06 June 2017
On June 6, in the village of Imiri, Marneuli municipality, BC The joint works of the Georgian National Museum and the University of Toronto have completed a one-month archaeological expedition on the eve of the archaeological monuments dating back to VI millennium. In the Kvemo Kartli First Deputy Governor of Kvemo Kartli Aleksandre Metreveli attended the meeting together with the heads of the municipality.
The representatives of the party and the local government together with the guests viewed the territory and got acquainted with the photos of the works performed. It should be noted that in the village of Imi, archaeological research has been found in BC The oldest grape seedlings dating back to VI millennium.

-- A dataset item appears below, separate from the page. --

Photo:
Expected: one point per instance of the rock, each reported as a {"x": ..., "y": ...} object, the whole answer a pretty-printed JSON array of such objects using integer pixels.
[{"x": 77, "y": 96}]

As a result of complex research it is established that the wild grazing for the first time in Georgia has been destroyed and worn from the cultural vine.
Together with the Georgian scholars, researchers from the University of Pennsylvania, Millennium, Copenhagen, Toronto, Israel's Weisman Institute and Montpelier Agrarian Research Institute participate in the project. The project director is the correspondent of the Georgian National Academy of Sciences David Lortkipanidze. Project Manager is Levan Davitashvili, Project Coordinator David Magradze. Mindia Jalabadze, the chief curator of archaeological collections of the National Museum is head of archaeological expedition.